Es cierto que el Artículo Tercero de la Constitución, en su fracción séptima, otorga facultades y responsabilidades a la Universidad autónoma mexicana para su autogobierno. Pero eso no significa que deba marchar al margen de las demandas y los intereses de la sociedad. Y para eso, hay que escuchar la voz del pueblo.
Todas estas consideraciones deben privilegiarse, por su impacto positivo, para conducir una reforma integral de la Universidad, que se construya en el andamiaje de los más sólidos consensos, sí, con los universitarios, pero también con la sociedad y con las autoridades federales del ramo, para ganar legitimidad, a fin de darle factibilidad de futuro de largo alcance a la UAZ.
En la referida reforma, un punto crucial será operar e implementar, en el corto y mediano plazo, un renovado modelo de gestión administrativa y financiera que ayude a la Universidad a superar la asfixiante crisis económica que hoy padece, producto de una serie de ineficiencias, ausencia de procesos racionales de planeación estratégica y de algunos excesos.
En lo académico, los retos de cara al futuro son muchos y multidimensionales.

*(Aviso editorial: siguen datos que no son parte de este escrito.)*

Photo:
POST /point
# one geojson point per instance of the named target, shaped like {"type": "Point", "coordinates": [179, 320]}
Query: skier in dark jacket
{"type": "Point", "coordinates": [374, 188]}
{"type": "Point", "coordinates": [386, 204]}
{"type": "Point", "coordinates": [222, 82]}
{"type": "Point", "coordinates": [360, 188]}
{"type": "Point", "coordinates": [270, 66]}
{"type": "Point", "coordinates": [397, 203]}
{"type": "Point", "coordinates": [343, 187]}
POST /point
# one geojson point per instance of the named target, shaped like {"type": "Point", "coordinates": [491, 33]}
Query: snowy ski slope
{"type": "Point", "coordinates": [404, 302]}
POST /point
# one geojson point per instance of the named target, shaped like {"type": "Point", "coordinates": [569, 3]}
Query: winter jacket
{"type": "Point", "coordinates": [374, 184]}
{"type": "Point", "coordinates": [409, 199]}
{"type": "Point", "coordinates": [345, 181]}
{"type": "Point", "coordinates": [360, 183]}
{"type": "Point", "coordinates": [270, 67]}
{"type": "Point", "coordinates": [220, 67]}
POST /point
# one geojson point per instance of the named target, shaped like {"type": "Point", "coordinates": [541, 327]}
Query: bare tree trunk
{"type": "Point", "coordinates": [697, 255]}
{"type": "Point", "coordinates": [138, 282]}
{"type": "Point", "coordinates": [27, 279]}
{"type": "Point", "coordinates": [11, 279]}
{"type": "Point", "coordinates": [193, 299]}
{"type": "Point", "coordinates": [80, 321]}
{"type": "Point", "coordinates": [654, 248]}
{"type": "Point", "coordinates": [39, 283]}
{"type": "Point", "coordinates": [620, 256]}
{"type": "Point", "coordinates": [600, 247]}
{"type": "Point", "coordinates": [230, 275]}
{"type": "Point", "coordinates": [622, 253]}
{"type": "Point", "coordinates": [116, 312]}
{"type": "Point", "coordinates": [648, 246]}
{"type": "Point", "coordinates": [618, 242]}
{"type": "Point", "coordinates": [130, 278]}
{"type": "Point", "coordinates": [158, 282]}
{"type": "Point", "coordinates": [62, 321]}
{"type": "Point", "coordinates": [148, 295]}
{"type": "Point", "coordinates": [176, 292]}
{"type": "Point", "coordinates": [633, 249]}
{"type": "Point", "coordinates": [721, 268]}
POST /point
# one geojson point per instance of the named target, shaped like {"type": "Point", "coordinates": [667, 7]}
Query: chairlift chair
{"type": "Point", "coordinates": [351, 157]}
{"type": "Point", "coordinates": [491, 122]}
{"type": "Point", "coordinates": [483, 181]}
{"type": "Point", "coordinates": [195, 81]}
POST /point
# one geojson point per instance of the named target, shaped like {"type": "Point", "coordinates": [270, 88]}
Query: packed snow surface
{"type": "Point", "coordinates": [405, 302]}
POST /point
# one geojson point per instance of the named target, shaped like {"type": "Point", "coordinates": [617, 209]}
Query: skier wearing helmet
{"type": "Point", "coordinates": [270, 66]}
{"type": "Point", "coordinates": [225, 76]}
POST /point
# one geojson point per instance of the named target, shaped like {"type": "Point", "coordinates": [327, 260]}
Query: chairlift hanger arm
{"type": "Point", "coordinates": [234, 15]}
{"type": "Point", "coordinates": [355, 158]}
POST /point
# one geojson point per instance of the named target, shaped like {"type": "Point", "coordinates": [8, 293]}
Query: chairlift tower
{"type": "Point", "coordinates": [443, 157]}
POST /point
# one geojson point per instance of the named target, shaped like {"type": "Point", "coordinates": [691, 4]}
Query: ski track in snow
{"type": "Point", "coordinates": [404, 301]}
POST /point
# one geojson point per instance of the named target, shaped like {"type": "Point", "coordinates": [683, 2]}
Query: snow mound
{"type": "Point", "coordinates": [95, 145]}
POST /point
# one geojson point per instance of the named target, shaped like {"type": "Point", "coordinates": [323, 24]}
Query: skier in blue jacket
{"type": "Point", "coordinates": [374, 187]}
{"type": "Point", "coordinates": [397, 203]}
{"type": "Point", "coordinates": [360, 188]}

Hay que actualizar la oferta de licenciaturas y crear un ecosistema tecnológico avanzado, con espacios consolidados de educación hibrida y virtual. Se requiere transitar hacia la Universidad de la innovación, sí realmente se desea hacer honor al lema actual de la UAZ.
Pero hay algo fundamental en este escenario de reforma integral de la UAZ: garantizar trato profesional económico justo y digno, para académicos y trabajadores universitarios, es una exigencia.
Para que tenga éxito esta reforma integral universitaria, será menester poner en contexto un trato digno para todos los trabajadores y no solo para las burocracias “doradas”.
SUPERAR LOS PASIVOS DE LA UAZ, UN DESAFÍO
La UAZ está hoy catalogada en la actualidad, por la SEP y la ANUIES, como una de las universidades públicas mexicanas con mayores de niveles de endeudamiento, que ponen en riesgo la realización de sus actividades sustantivas, incluso el pago de la nómina a sus trabajadores.
La deuda elevada que la UAZ tiene con el ISSSTE es uno de los pasivos que más presionan la vida de la Máxima Casa de Estudios, sin solución a la fecha.
El ISSSTE nacional, por lo que se sabe, tiene disposición de apoyar siempre y cuando la UAZ muestre la disposición de poner orden en sus finanzas.